Caty Cucalón, otra artista joven, vanguardista, subrealista,
figurativa, rebelde –como debe
ser-, que busca en el abstracto un pensamiento inconformista, sacrificando la
belleza del impacto al regocijo de una idea que, igualmente por rebeldía, no se
deja coger entre las luces inteligibles de ella misma. Medardo Fernández trasluce
la figura difuminada en líneas abstractas, o simplemente un rostro que levanta
su imagen en una urdimbre de líneas y colores que divagan en el conjunto
surrealista.
Rodrigo Galinos, otro joven pintor, deja al descubierto un espíritu
sacramental que ubica en la quietud de los elementos y colores. Todo debe girar
en una paz que para él solo procede del espíritu. La belleza de un mundo
ciertamente irreal pero que alcanza la idealización. Elcy Herrera, meritoria
artista de conocida trayectoria, convierte el paisaje natural, de elementos y
luces, en planos recostados en la geometría, bajo un impulso cromático de gran
belleza.
Carmen Elisa Jiménez es igualmente una escultora reconocida que en su
búsqueda se encuentra con seres redondeados, sin rostros ni color –predomina el
negro- que pueden transmitir bien el sentimiento erótico o la soledad de un
caracol. La también escultora, Adriana
Kamle con su impecable trabajo a la cera perdida hace recordar un poco algunas
esculturas de Degas –La Bailarina-, sobre todo mujer con silla y diálogos
íntimos No. 2. En época donde la
escultura pareciera que se eclipsa por los impactos vanguardistas, estas obras
de una gran recuperación clasicista devuelven el brillo perdido.

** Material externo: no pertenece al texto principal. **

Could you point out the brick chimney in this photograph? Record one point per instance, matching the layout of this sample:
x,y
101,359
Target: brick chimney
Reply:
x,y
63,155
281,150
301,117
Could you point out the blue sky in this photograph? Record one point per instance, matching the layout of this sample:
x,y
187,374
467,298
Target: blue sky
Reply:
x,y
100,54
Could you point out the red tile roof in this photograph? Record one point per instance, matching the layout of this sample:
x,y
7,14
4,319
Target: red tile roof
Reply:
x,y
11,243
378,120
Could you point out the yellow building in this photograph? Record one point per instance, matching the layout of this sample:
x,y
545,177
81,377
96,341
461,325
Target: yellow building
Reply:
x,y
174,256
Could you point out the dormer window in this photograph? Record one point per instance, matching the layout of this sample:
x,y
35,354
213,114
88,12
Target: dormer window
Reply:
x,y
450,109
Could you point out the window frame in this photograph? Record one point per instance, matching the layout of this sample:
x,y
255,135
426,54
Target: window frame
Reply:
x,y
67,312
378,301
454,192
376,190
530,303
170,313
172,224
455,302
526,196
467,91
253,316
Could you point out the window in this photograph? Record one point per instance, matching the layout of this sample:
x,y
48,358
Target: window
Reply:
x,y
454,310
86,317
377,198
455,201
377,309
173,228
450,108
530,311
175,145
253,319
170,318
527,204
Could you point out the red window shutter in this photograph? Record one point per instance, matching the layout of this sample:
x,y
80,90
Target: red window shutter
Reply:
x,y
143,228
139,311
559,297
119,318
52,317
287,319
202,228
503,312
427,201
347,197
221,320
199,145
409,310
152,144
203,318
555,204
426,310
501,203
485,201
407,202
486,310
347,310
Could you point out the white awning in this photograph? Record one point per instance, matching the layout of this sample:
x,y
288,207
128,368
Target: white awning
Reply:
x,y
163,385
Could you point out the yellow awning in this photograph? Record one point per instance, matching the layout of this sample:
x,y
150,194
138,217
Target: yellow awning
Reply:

Ah, todo es esplendor en la
pintura de Luz Stella Restrepo, sacando brillo y luz de objetos inanimados que
se proyectan, como en un cuadro onírico e irreal, en el espejo de la fantasía.
Son cuarenta artistas, todos llenos de virtud. Lamentablemente el
espacio no me alcanzó sino para resaltar a unos pocos, siendo así que todos los
demás merecen el comentario y el aplauso. Pero aquí están, en el contenido de
este libro lujoso por su belleza, y lleno de luz por el talento de sus
artistas.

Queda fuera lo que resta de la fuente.